At the time of construction, the depot was a simple rectangle, 163 ft long and 35 ft wide. It was greatly expanded in 1922 by the addition of a second story to much of the building. The northernmost portion of the building was removed in 1959, because falling freight traffic no longer required such a large building. After closing in 1963, the depot became a bar and grill restaurant; the restaurant later closed, leaving the building vacant, although another restaurant, Macri's at the Depot, opened inside by 2012. The building is currently used as office space by a private company.

==Architecture==
The depot is a rectangular wooden building that rests on a foundation of concrete. Because the building's primary purpose was the transfer of goods between wagons and railroad cars, the ground floor is elevated above the street by about 3 ft. When the depot was constructed, it measured 35 ft from east to west, and 163 ft from north to south, although the 1959 modification reduced the building to only 109 ft long. Its exterior displays simple clapboarding, and the building is covered with a shallow-pitched gable roof of asphalt shingles. On both the street side and the rail side of the building (east and west respectively), the roof extends approximately 7.5 ft past the edge of the building, in order to shelter the loading and unloading zones. This portion of the roof is one of the more distinctive sections of the depot from an architectural point of view: the rafters and braces were left uncovered at the overhangs. Large doors provide access to the large freight-handling rooms of the interior, which are lit by a combination of windows and skylights. The southern end of the station includes office space and a waiting room for businessmen.

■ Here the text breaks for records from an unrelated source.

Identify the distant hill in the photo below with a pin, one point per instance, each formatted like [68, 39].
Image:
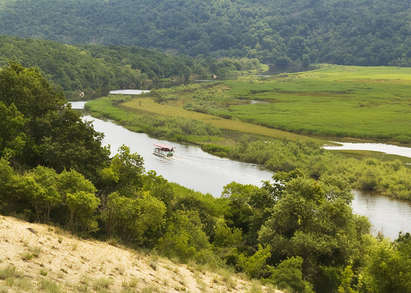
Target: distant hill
[286, 33]
[96, 69]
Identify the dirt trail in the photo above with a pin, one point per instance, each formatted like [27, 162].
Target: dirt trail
[41, 252]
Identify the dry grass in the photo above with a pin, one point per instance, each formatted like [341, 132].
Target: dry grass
[148, 105]
[93, 266]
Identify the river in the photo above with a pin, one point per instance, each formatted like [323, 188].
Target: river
[200, 171]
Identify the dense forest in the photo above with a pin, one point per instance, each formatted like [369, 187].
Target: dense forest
[298, 233]
[96, 69]
[288, 34]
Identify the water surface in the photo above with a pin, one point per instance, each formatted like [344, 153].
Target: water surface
[198, 170]
[387, 215]
[190, 166]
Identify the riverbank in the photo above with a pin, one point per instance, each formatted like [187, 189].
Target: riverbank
[336, 102]
[377, 174]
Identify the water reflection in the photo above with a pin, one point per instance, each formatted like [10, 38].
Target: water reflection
[190, 167]
[196, 169]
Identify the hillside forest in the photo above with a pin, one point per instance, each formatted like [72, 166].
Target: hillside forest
[286, 34]
[90, 71]
[298, 233]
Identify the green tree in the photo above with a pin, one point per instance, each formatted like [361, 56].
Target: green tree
[48, 196]
[82, 206]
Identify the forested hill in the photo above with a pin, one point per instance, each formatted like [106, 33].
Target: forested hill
[96, 69]
[281, 32]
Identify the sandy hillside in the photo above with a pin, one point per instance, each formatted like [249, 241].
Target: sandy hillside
[35, 257]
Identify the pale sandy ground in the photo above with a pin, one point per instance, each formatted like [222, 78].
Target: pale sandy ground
[41, 252]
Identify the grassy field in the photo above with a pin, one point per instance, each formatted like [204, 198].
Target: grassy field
[333, 101]
[148, 105]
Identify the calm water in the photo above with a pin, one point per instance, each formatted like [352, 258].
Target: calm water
[79, 105]
[377, 147]
[387, 215]
[193, 168]
[190, 167]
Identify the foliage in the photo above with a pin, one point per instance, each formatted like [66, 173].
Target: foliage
[91, 71]
[298, 232]
[287, 34]
[288, 275]
[53, 135]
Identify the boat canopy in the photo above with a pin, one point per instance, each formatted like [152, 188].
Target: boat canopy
[164, 147]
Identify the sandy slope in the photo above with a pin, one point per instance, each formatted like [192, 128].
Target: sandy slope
[41, 252]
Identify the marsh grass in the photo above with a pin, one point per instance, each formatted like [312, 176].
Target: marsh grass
[332, 101]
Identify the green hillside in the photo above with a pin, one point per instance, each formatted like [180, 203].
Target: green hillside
[96, 69]
[285, 33]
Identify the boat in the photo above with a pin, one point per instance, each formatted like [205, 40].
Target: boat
[164, 151]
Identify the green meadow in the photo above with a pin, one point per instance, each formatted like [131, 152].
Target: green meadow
[333, 101]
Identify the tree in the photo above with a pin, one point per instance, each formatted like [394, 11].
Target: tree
[82, 206]
[48, 196]
[12, 136]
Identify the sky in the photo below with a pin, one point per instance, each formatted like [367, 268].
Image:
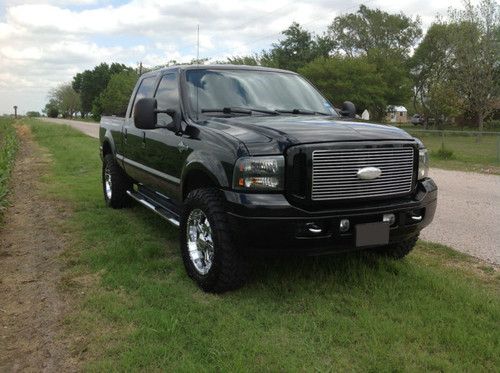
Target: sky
[45, 43]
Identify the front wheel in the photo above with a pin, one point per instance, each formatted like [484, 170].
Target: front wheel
[207, 250]
[398, 250]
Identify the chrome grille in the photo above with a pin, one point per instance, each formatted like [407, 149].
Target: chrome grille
[334, 174]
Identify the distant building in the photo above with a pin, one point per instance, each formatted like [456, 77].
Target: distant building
[396, 114]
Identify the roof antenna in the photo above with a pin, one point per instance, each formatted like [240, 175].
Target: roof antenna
[198, 46]
[197, 63]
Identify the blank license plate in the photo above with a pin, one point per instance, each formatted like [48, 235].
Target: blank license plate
[372, 234]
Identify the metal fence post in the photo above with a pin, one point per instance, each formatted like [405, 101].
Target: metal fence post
[498, 148]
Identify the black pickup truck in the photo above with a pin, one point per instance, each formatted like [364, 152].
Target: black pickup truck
[255, 160]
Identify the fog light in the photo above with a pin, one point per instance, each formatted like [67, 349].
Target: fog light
[314, 228]
[344, 225]
[389, 218]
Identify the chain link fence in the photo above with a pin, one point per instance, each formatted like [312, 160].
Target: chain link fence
[468, 146]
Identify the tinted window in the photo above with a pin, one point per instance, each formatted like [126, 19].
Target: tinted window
[167, 96]
[215, 89]
[145, 90]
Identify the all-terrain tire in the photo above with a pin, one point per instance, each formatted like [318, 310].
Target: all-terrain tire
[229, 269]
[115, 191]
[398, 250]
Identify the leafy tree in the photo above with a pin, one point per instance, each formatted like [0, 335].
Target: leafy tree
[396, 76]
[90, 84]
[476, 55]
[66, 99]
[51, 109]
[114, 99]
[459, 59]
[442, 102]
[298, 48]
[253, 60]
[349, 78]
[358, 33]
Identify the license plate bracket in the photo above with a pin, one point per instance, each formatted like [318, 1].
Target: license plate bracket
[372, 234]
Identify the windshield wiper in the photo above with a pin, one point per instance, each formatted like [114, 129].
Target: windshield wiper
[301, 111]
[238, 110]
[228, 110]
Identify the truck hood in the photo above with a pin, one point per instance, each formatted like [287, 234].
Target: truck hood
[273, 134]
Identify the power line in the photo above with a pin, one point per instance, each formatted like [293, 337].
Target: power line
[255, 41]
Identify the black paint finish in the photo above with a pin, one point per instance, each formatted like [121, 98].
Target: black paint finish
[163, 161]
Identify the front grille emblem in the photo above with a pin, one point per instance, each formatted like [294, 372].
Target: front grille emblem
[369, 173]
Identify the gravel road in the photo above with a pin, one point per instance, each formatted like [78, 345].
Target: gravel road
[468, 213]
[88, 128]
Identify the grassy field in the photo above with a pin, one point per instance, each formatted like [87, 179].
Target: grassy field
[436, 310]
[8, 147]
[468, 154]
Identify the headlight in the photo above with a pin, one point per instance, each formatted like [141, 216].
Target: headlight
[423, 163]
[259, 173]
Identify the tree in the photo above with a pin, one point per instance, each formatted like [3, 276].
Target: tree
[114, 99]
[253, 60]
[298, 48]
[358, 33]
[396, 77]
[51, 109]
[476, 55]
[66, 99]
[349, 79]
[90, 84]
[459, 59]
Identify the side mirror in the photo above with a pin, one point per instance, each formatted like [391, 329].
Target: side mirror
[175, 125]
[145, 113]
[348, 109]
[146, 116]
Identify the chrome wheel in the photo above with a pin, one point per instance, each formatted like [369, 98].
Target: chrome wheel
[107, 183]
[199, 241]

The roofline was altered by the expansion: a hip roof was created over the new second story, but the original first-story overhang for the loading zones was preserved.

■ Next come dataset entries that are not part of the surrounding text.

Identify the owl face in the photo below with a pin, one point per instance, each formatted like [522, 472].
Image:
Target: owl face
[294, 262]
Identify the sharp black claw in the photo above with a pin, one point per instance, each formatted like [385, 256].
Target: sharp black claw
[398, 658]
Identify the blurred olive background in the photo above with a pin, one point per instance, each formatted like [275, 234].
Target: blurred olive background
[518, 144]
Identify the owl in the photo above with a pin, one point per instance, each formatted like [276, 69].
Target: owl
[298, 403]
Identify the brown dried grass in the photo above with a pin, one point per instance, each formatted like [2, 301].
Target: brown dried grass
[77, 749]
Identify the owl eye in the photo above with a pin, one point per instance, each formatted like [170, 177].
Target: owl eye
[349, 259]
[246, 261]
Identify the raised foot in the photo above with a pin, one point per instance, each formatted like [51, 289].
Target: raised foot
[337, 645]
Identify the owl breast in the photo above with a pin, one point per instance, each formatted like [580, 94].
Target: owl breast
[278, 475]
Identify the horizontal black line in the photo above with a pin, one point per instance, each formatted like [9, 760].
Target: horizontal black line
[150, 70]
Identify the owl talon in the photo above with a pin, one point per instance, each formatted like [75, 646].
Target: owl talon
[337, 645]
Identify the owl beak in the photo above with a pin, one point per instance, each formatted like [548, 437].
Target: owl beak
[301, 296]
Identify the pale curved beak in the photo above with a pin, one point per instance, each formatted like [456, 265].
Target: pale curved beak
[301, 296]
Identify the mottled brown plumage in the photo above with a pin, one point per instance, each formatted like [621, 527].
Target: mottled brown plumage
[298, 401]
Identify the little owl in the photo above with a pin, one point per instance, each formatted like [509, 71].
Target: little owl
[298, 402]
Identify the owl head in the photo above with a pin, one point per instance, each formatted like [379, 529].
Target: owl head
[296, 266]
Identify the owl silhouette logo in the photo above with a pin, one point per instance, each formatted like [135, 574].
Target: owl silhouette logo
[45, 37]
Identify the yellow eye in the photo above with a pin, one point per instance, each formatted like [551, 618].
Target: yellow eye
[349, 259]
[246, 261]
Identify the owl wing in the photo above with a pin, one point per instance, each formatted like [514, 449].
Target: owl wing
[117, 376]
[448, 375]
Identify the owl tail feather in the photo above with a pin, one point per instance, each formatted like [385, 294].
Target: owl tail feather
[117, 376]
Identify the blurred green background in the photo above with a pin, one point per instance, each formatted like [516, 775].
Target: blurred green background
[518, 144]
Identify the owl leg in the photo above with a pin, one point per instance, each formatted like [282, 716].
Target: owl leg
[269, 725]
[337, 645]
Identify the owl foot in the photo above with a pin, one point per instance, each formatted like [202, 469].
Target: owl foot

As a freight depot rather than a passenger station, the depot was built exclusively with efficiency in mind. No unnecessary decorations can be found on the structure, and it was built according to a generic design by the railroad's staff architects rather than being a unique production by local craftsmen or architects. Consequently, the station lacks a distinctive architectural style. Aside from the expansion in 1922 and the reduction in 1959, no substantial modifications have been made to the original design.

==Preservation==
In 1983, the building was listed on the National Register of Historic Places as the "Illinois Central Railroad Freight Depot", qualifying because of its place in local history. Its significance depended on the role it played for the city's furniture and limestone industries.

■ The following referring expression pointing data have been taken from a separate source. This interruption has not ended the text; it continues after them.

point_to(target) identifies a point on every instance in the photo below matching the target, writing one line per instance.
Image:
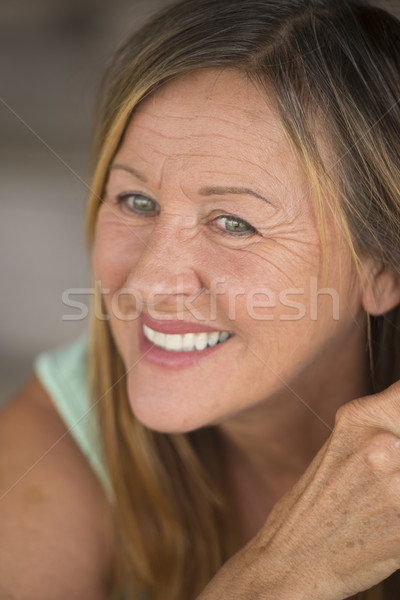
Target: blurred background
(52, 54)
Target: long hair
(335, 64)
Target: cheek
(113, 255)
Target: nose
(165, 274)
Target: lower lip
(170, 358)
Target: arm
(336, 532)
(56, 526)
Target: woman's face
(209, 223)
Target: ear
(381, 288)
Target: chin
(164, 417)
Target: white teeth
(186, 342)
(201, 341)
(213, 338)
(149, 333)
(223, 336)
(173, 341)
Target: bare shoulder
(56, 525)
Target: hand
(337, 530)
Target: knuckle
(347, 414)
(394, 488)
(378, 451)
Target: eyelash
(122, 198)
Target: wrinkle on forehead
(213, 124)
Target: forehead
(209, 120)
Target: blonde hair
(327, 62)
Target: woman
(244, 229)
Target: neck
(270, 446)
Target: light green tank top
(63, 373)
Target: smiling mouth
(187, 342)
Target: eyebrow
(206, 191)
(130, 170)
(221, 191)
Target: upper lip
(170, 326)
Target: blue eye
(235, 226)
(138, 204)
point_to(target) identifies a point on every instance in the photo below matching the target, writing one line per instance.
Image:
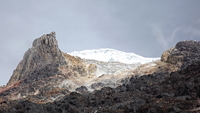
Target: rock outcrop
(44, 51)
(50, 81)
(183, 54)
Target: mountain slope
(107, 55)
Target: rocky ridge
(50, 81)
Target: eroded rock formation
(50, 81)
(44, 51)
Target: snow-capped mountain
(107, 55)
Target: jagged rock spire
(44, 51)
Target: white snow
(107, 55)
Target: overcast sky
(144, 27)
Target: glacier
(112, 55)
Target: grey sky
(145, 27)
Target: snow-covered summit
(107, 55)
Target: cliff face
(44, 51)
(50, 81)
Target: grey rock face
(183, 54)
(44, 51)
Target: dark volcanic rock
(44, 51)
(183, 54)
(160, 92)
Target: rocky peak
(44, 51)
(183, 54)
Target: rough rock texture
(154, 93)
(170, 86)
(44, 51)
(183, 54)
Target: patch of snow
(108, 55)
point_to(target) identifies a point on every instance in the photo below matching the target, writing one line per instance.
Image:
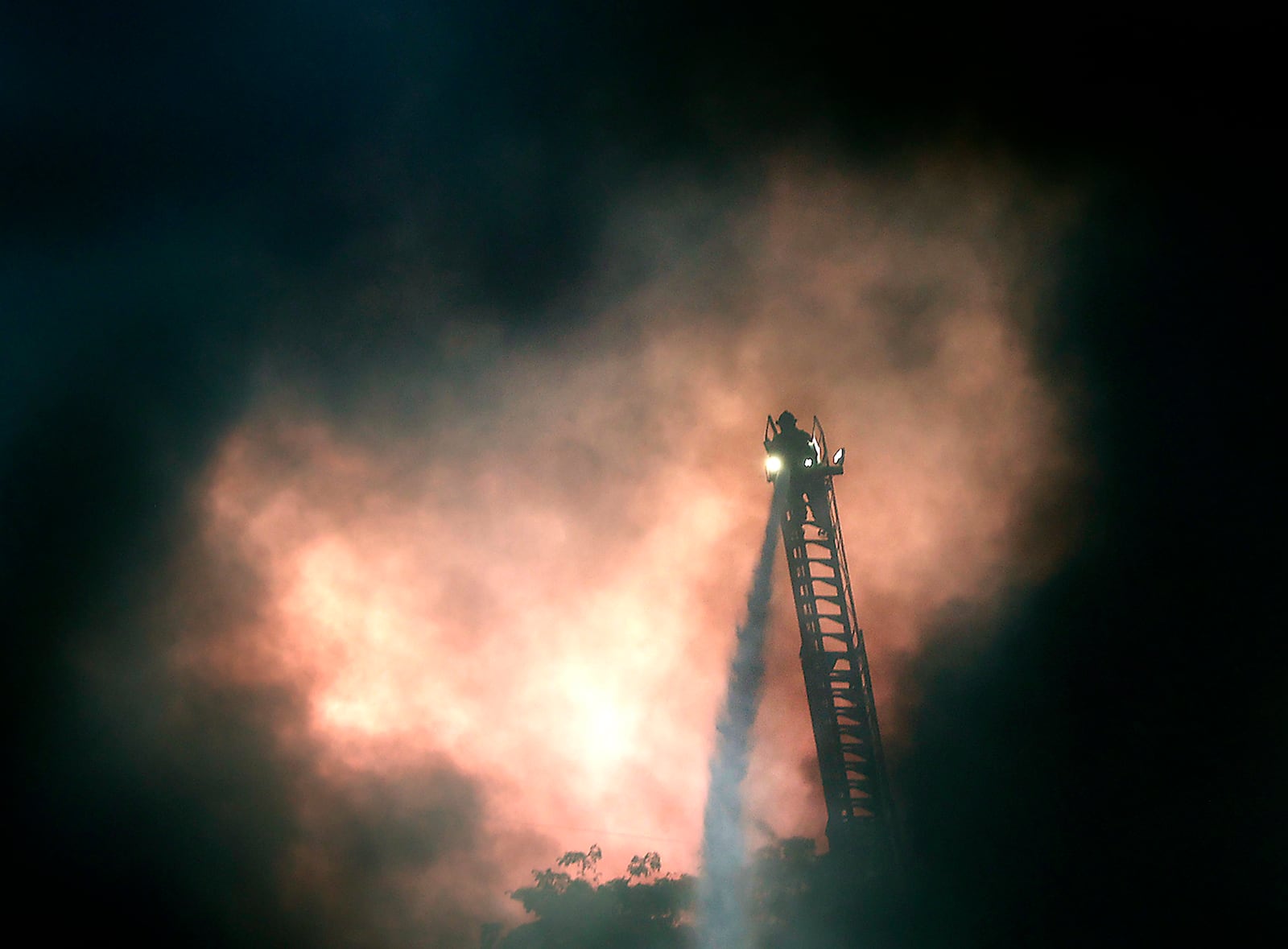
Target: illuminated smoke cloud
(721, 910)
(522, 554)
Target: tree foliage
(638, 910)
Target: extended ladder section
(861, 820)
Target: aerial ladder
(861, 820)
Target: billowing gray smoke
(721, 914)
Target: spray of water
(721, 914)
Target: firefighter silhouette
(802, 463)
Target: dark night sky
(1107, 765)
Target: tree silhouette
(638, 910)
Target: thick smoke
(518, 558)
(723, 914)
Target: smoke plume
(721, 910)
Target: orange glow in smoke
(543, 584)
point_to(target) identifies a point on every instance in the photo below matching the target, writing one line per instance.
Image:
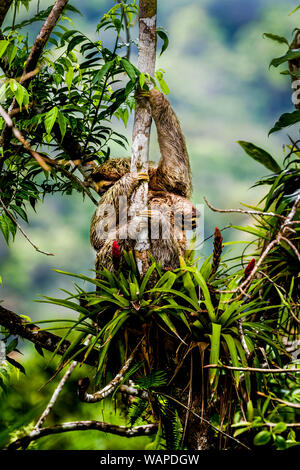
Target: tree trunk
(142, 127)
(4, 7)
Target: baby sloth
(170, 212)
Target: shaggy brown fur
(168, 197)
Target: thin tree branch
(108, 389)
(252, 369)
(134, 392)
(22, 231)
(55, 395)
(142, 127)
(127, 32)
(145, 430)
(206, 421)
(42, 39)
(19, 326)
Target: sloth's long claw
(146, 213)
(143, 176)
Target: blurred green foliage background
(222, 91)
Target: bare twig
(145, 430)
(55, 395)
(286, 403)
(108, 389)
(19, 326)
(22, 231)
(252, 369)
(244, 211)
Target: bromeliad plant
(188, 315)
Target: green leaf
(19, 94)
(62, 122)
(69, 77)
(50, 119)
(262, 438)
(297, 8)
(280, 427)
(206, 295)
(260, 156)
(3, 46)
(164, 86)
(142, 80)
(214, 352)
(276, 38)
(290, 55)
(102, 72)
(20, 211)
(129, 69)
(16, 364)
(4, 227)
(165, 39)
(280, 442)
(285, 120)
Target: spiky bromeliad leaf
(260, 156)
(153, 380)
(214, 353)
(136, 410)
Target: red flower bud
(250, 267)
(116, 252)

Much of Bloomington's near west side was designated a historic district and listed on the National Register in 1997. Known as the Bloomington West Side Historic District, it encompasses approximately four hundred historic buildings, including the Illinois Central Depot. The depot was deemed one of the leading components of the district, due largely to its place as the sole railroad-related building within the district: the Illinois Central built multiple train stations, engine houses, and turntables near the district's eastern edge, but only the freight depot remained by 1987.